Les réseaux sociaux n’ont pas tué le voyage. Mais ils l’ont transformé en quelque chose d’étrange — une performance, une validation, une course aux likes.

Et dans cette course, nous avons sacrifié des merveilles.

Maya Bay a failli mourir. Bali étouffe. Santorin perd son âme. Hallstatt se barricade. Les mousses d’Islande mettront des siècles à se régénérer — si elles y parviennent.

Je ne suis pas innocente. J’ai géolocalisé des lieux. Partagé des photos. Contribué, à mon échelle, à cette machine infernale.

Je me soigne.

J’apprends à garder des secrets. À découvrir des endroits sans les trahir.
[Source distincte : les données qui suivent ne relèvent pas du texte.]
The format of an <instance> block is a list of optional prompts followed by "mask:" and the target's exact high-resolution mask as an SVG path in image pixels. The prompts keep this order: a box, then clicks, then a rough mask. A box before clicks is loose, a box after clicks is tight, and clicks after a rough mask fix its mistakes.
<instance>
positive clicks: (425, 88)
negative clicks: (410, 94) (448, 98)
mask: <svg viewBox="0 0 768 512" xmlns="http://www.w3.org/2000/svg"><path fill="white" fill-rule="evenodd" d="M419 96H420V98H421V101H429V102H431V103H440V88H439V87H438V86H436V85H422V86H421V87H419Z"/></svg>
À voyager pour moi — pas pour mes followers.

J’apprends, surtout, une leçon toute simple : les plus beaux endroits du monde n’ont pas besoin de nous. C’est nous qui avons besoin d’eux. Et la moindre des choses, quand on a besoin de quelqu’un, c’est de le respecter.

La prochaine fois que vous verrez une photo parfaite d’un lieu paradisiaque, posez-vous une question : ce lieu veut-il vraiment de moi ?

Et si la réponse est non — peut-être que la plus belle chose à faire est de le laisser en paix.